第4話   交差点の向こう4

 用が終わってから教会に帰ってきた僕を、お風呂上りの理恵が迎えてくれた。


「おかえりなさい、雪。どこ行ってたの?」


 しっとりした髪に、パジャマ姿の理恵は、普段の制服姿と違ってちょっとだけ色っぽくて、心臓の鼓動が高まる。


「いや、ちょっと夜風に当たりたくて」


 適当にごまかすと、笑われた。


「何、それ。まだお風呂にも入っていないのに。変な雪」


 僕は困って頭をかく。


「良いんだよ、センチメンタルなお年頃なんだ。あれ、そういえば礼さんは?」

「ああ、お風呂に入った。お父さん、いつもお風呂長いけど、今日は特に長いわねー。雪、今日は入れないんじゃないの?」

「そりゃあ、困る。まぁ、いいや、待っておくよ」


 僕が歩き出すと、理恵が呼び止めてきた。


「礼拝堂に行くの?」

「ああ」


 視線を落として呟く。今日の懺悔を、寝るまでにすまさないと。


「ねぇ、私も一緒に祈っていい?」


 ちょっと恥ずかしそうに上目遣いで見てくる理恵に、心の隅でどきどきしながら、一緒にいてくれるのが嬉しくて、だから照れ隠しにからかう。


「今をときめく救世主様に一緒に祈ってもらえるなんて、こりゃあ、僕は死んでも天国に行けそうだ」


 冗談で言ったつもりだったのに、大きく頭を振って理恵は僕の手をそっと握った。その柔らかな感触に戸惑う僕を、大きな瞳で見つめ、理恵は天使のような優しい笑顔で言った。

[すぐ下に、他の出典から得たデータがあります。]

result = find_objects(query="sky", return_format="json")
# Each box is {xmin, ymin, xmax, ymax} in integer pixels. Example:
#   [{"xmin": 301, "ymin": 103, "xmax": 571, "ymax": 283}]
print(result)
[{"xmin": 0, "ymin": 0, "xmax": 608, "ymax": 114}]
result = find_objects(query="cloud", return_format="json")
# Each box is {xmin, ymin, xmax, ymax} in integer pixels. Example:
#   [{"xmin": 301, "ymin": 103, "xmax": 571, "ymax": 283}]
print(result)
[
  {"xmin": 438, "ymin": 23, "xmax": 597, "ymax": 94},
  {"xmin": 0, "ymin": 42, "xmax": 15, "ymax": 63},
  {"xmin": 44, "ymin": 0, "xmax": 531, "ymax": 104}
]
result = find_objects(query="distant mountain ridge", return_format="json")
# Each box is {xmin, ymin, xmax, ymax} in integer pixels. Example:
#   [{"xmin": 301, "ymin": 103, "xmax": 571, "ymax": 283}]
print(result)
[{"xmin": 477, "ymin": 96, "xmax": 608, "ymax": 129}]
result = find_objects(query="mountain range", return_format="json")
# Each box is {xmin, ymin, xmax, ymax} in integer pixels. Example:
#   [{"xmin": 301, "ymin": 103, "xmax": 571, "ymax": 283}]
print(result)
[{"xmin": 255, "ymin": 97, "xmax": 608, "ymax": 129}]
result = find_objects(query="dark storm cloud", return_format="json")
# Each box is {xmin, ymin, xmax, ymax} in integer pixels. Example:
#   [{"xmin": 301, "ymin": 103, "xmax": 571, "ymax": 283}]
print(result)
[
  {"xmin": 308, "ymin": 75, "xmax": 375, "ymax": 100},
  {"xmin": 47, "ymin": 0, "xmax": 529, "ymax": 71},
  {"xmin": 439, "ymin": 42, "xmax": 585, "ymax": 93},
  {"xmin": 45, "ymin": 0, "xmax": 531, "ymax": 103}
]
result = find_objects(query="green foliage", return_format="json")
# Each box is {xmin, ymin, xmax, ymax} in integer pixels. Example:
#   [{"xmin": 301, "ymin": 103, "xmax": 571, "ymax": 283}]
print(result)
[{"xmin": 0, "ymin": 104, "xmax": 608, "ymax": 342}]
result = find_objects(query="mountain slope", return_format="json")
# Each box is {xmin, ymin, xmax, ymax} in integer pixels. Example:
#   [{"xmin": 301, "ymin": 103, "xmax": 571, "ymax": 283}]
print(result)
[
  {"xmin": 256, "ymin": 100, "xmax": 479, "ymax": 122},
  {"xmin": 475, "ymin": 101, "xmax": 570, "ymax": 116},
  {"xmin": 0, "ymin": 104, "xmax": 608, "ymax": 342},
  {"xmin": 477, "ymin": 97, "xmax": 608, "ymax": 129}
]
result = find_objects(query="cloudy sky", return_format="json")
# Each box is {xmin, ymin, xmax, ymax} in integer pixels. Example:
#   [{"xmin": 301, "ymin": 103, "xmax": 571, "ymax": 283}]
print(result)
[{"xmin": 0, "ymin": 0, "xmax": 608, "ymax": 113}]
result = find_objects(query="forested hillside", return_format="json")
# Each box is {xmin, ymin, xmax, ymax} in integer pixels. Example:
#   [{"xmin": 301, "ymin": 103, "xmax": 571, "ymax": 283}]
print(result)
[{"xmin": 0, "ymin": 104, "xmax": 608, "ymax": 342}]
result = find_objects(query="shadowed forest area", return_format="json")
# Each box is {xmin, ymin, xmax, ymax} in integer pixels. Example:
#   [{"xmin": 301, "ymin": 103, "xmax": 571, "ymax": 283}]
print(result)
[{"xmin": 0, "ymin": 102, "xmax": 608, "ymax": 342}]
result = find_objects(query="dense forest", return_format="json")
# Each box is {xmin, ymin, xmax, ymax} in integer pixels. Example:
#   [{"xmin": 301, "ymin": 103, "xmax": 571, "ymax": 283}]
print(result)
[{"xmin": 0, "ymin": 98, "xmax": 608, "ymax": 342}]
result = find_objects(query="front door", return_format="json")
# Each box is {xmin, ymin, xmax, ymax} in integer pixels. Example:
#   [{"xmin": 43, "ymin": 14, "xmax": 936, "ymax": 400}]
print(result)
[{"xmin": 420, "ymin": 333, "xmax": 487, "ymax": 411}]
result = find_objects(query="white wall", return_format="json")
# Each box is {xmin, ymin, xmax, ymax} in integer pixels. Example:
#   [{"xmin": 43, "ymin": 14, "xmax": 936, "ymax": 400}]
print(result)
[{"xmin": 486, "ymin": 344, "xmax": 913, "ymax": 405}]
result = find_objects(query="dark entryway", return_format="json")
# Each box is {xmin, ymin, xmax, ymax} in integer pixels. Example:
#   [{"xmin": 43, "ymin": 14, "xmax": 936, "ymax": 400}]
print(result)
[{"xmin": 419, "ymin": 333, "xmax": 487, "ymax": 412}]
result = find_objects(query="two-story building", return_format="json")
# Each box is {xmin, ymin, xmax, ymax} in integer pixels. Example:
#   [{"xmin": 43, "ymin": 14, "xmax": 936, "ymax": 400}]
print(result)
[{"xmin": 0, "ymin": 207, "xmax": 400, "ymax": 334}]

「雪は、私なんかが祈らなくても、きっと天国に行ける。雪は、誰よりも優しい人だもの」


 その言葉を聞くたびに、僕は本当に自分を自己破壊したくなる。

 礼拝堂で二人してひざまずき、祈る。理恵は目を閉じて一心不乱に祈っている。僕は祈りたいこと、懺悔したいことはあるのに、祈る相手がいなくて、ぼんやりとした思考を宙に浮かべていた。


「なぁ、理恵」


 しばらく時間が経ってから理恵に話しかける。何、と目を閉じたまま理恵は答える。ステンドガラスから差し込む月の光に照らされた理恵の横顔は、白く澄んでいた。ずっと見ていたいと思った。


「理恵は、あの日、神様に出会ったんだよな」

「そうよ」

「どんな神様だった?」

「きれいな、白い衣を着た女の人」

「それは……二年前に現れた神様とは……」

「違う人、だと思う。だって、彼女はこの世界を守ってほしいと言ったもの」

「そのときに、力を……」

「うん、福音の力を彼女から授かったわ」


 呪われてる。僕らは、呪われてる。

 僕も理恵も同じ日に、違う神と出会ってしまった。そうして、二人とも絶大な力と途方もない役割を与えられた。君は救世主、そして僕は……。


「でもね、時々、私、自分の力が怖くなる。だって、救った人の数だけ聖書の言葉を実現できるだなんて……。もしも、大洪水や黙示録の言葉を実現させたら……」

「あははは、世界が終わっちゃうな」

「もう、笑い事じゃあないよ」


 もしも、理恵が世界を終わらせようとすれば、僕はどうするだろう。理恵とともに生きられなくなるが、それでも理恵が望むなら。

 きっと僕は差し出すだろう。世界も、この身も。

 理恵が望まなければ、きっと僕は今の混乱した世界に価値を見いだせない。

 世界には二人の神が存在し、一人は世界の崩壊を、もう一人は世界の存続を望み、その代理戦争としてメフレグからソフィア、反メフレグからパナリオンという能力者が出現し、殺しあう。

 こんな馬鹿げた聖戦、一体いつまで続くのだろうか。

 頬に理恵の手が触れた。気がつけば、僕は震えていた。


「大丈夫だよ、雪」


 呪文のように彼女は言った。


「この世界は滅びない。私がきっと守る。世界を、あなたを」


 僕は頬に触れた手に手を重ね、微笑んだ。


「じゃあ、僕も約束する。君を守るよ。何があっても、何をしても」

 

 神との契約を逆手にとってでも。